Respir Physiol Neurobiol. 2002 Nov 19;133(3):229-39. doi: 10.1016/s1569-9048(02)00183-0.
Technical limitations have precluded measurement of the V(O(2)) profile within contracting muscle (mV(O(2))) and hence it is not known to what extent V(O(2)) dynamics measured across limbs in humans or muscles in the dog are influenced by transit delays between the muscle microvasculature and venous effluent. Measurements of capillary red blood cell flux and microvascular P(O(2)) (P(O(2)m)) were combined to resolve the time course of mV(O(2)) across the rest-stimulation transient (1 Hz, twitch contractions). mV(O(2)) began to rise at the onset of contractions in a close to monoexponential fashion (time constant, J = 23.2 +/- 1.0 sec) and reached it's steady-state value at 4.5-fold above baseline.
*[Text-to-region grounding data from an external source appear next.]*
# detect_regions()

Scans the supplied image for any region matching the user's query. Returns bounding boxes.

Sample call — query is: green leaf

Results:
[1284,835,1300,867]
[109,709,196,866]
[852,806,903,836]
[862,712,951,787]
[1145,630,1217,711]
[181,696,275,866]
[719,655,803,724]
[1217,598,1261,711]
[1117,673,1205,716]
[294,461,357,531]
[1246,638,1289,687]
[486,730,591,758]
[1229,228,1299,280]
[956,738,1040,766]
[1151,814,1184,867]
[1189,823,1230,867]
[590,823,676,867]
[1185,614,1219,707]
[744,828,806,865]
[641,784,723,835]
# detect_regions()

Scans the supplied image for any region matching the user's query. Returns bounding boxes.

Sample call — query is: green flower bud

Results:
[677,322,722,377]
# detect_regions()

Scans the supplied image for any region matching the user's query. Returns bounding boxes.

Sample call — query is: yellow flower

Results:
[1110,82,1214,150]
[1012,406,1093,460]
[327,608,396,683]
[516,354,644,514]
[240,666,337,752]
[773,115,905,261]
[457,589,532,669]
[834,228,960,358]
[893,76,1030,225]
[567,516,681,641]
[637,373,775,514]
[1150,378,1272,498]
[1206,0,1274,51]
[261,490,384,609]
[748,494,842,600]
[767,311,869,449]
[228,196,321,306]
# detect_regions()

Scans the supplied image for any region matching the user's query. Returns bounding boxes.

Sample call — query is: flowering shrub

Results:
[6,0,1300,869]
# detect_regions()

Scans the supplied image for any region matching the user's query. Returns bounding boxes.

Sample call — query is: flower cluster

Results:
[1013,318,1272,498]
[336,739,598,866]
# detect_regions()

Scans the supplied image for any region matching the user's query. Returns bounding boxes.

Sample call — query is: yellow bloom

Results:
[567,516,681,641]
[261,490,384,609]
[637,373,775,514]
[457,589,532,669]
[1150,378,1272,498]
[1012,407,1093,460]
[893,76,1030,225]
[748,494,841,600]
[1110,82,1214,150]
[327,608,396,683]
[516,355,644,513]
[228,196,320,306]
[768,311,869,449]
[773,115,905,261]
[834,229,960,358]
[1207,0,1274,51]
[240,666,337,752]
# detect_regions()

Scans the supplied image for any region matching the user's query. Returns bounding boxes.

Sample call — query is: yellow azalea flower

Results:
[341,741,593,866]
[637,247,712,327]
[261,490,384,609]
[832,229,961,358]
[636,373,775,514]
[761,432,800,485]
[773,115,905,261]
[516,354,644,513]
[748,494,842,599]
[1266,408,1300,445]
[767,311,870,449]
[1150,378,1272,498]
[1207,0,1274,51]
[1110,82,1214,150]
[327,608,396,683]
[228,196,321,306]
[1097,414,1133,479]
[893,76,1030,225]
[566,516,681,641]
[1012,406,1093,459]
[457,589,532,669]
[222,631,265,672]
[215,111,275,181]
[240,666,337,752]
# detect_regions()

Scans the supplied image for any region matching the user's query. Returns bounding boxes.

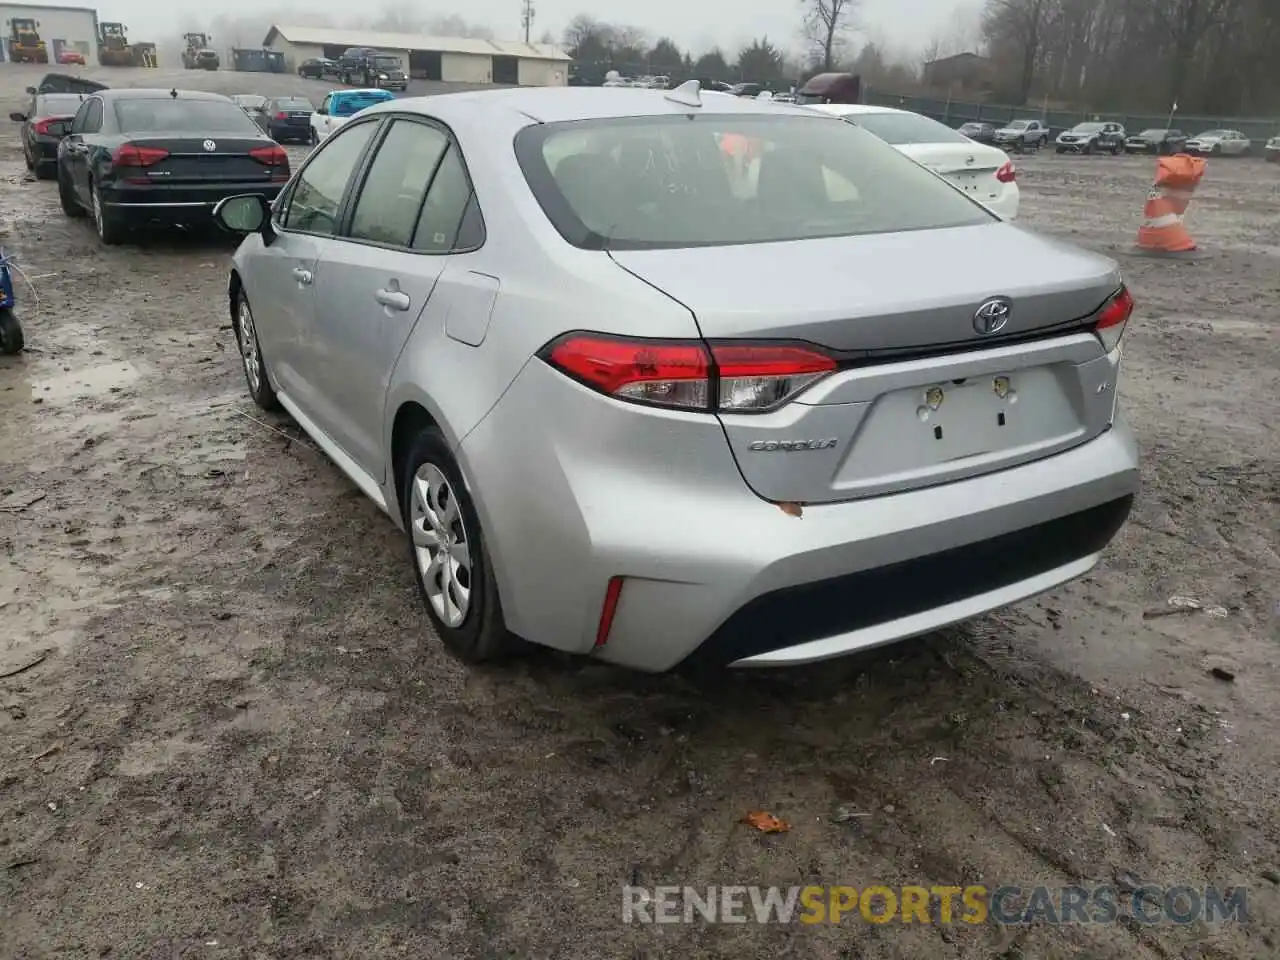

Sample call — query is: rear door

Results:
[249,118,381,413]
[65,95,102,201]
[308,116,476,476]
Using computer simulation in healthy and disease conditions (diabetes and chronic heart failure), our findings suggest that: (1) mV(O(2)) increases essentially immediately (< 2 sec) following exercise onset; (2) within healthy muscle the J blood flow (thus O(2) delivery, J Q(O(2)m)) is faster than JmV(O(2)) such that oxygen delivery is not limiting, and 3) a faster P(O(2)m) fall to a P(O(2)m) value below steady-state values within muscle from diseased animals is consistent with a relatively sluggish Q(O(2)m) response compared to that of mV(O(2)).
技术限制使得无法测量收缩肌肉内的VO₂分布(mV O₂),因此,尚不清楚在人体四肢或犬类肌肉中测量的VO₂动力学在多大程度上受肌肉微脉管系统与静脉流出之间传输延迟的影响。结合对毛细血管红细胞通量和微血管PO₂(PO₂m)的测量,以解析在静息-刺激瞬态(1Hz,单收缩)期间mV O₂的时间进程。mV O₂在收缩开始时开始以接近单指数的方式上升(时间常数,J = 23.2±1.0秒),并在比基线高4.5倍时达到其稳态值。通过在健康和疾病状态(糖尿病和慢性心力衰竭)下进行计算机模拟,我们的研究结果表明:(1)运动开始后,mV O₂基本立即增加(<2秒);(2)在健康肌肉中,J血流量(因此O₂输送,J QO₂m)比JmV O₂快,使得氧气输送不受限制,并且3)与mV O₂相比,患病动物肌肉内PO₂m更快降至低于稳态值的PO₂m值,这与相对缓慢的QO₂m反应一致。